John Fitisemanu, one of three American Samoans in Utah who named in the court case, holds up a passport issued to American Samoans that states the bear is "a United States National and not a United States citizen." Photo courtesy of Equally American/Website
Dec. 12 (UPI) -- A federal judge ruled Thursday that American Samoans in Utah are U.S. citizens under the constitution and should be issued new passports that say so.
U.S. District Judge Clark Waddoups ruled in favor of a case filed in March 2018 by non-profit Southern Utah Pacific Island Coalition on behalf of three American Samoans arguing their designation as nationals and not as citizens violates the 14th Amendment of the constitution that ensures citizenship to "all persons born or naturalized in the United States."
In his 69-page decision, Waddoups said "persons born in American Samoa are citizens of the United States by virtue of the Citizenship Clause of the 14th Amendment" and any State Department policy that does not recognize this is in violation of the constitution.
The government had argued that "imposition of citizenship by judicial fiat" fails to recognize Samoa's sovereignty and violates principles of self-determination.
Waddoups rebutted that it isn't citizenship by fiat but citizenship by birth mandated through the Constitution.
"Further, plaintiffs are American Samoans.
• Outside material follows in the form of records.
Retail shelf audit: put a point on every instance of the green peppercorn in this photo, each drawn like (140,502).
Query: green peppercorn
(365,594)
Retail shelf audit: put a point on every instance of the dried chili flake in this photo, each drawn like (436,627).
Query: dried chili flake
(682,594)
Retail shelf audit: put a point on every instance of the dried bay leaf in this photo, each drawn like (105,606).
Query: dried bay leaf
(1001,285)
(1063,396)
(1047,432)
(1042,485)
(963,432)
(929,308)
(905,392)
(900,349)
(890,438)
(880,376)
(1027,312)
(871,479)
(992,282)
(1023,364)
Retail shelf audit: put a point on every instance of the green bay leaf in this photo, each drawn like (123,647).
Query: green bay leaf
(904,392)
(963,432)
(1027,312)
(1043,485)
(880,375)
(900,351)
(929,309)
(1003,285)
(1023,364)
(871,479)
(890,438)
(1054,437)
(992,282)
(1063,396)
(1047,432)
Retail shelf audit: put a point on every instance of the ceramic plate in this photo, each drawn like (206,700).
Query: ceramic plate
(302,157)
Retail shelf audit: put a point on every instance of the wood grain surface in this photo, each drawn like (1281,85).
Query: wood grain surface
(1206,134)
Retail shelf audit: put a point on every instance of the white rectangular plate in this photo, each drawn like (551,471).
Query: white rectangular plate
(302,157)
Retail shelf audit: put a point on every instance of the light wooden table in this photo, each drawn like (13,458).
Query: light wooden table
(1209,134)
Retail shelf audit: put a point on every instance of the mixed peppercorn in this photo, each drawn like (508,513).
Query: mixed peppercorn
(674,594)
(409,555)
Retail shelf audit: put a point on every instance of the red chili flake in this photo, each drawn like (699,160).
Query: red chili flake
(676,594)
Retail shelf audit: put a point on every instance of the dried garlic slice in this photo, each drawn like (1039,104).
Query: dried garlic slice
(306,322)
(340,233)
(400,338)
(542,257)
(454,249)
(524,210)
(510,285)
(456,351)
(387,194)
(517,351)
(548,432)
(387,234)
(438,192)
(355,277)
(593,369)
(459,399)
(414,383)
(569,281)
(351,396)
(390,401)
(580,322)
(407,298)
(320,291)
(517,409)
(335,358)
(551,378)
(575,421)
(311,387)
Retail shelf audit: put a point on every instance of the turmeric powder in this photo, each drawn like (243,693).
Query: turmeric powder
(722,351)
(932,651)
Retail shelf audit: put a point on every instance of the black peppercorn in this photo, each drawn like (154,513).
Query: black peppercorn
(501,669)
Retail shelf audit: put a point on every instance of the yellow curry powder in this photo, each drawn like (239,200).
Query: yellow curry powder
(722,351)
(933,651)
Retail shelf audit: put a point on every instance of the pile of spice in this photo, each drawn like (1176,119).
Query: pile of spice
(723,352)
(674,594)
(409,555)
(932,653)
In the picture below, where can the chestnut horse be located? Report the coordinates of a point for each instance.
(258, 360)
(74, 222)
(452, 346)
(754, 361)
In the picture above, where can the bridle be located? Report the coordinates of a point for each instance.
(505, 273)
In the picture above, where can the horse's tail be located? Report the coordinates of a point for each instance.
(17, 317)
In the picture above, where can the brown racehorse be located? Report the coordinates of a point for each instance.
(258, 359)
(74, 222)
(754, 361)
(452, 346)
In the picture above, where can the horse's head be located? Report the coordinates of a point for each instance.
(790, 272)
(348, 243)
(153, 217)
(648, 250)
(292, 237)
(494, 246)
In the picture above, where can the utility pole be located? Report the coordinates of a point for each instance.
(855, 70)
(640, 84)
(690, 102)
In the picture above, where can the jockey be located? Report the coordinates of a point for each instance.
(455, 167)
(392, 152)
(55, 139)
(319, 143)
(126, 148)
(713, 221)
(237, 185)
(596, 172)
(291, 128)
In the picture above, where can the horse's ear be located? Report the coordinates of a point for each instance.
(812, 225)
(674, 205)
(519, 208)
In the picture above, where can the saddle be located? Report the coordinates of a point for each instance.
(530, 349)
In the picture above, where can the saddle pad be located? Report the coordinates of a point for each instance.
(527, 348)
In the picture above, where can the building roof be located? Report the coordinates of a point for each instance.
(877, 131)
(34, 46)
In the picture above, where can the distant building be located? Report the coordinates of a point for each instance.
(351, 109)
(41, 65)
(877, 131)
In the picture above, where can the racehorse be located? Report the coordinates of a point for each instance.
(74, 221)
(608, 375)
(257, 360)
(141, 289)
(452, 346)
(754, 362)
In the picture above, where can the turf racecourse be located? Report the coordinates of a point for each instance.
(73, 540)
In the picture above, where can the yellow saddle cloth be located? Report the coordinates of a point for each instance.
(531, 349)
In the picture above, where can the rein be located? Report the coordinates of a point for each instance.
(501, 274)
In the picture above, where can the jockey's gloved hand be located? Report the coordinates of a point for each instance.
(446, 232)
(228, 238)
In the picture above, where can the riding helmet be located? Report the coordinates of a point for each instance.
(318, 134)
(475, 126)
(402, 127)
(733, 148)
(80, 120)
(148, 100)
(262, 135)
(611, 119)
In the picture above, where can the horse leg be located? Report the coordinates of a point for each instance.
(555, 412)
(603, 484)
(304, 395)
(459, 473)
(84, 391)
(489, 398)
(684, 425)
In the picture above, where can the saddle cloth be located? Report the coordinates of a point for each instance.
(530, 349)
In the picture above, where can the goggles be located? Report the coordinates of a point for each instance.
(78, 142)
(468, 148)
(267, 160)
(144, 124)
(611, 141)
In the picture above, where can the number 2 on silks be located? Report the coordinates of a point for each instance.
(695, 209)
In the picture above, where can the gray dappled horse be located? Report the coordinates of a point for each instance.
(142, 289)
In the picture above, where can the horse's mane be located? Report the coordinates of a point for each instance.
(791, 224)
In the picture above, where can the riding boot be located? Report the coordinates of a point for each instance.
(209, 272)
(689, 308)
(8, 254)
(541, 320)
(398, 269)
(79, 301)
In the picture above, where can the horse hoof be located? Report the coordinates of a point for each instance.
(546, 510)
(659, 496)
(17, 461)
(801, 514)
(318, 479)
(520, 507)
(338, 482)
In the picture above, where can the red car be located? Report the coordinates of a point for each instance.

They brought this action seeking to realize their rights to citizenship under the Fourteen Amendment. Intervenors cannot be said to represent the will of all American Samoans," he said.
Waddoups also ordered for the plaintiffs to receive new passports that declare they are citizens of the United States and not nationals.
"This is a big day for the Constitution and it's a big day of the American Samoan community that has been marginalized in Utah as a result of these congressional actions over the years," said Neil Weare, an attorney with Equality America, who represented the three plaintiffs. "There's thousands of American Samoans that live in Utah who yesterday were prohibited under federal law from being eligible to vote and today they are eligible to vote."
Since 1900, American Samoa has been a U.S. territory and those born there did not receive citizenship by birth as those born in other territories, such as Puerto Rico, Guam and the Virgin Islands did.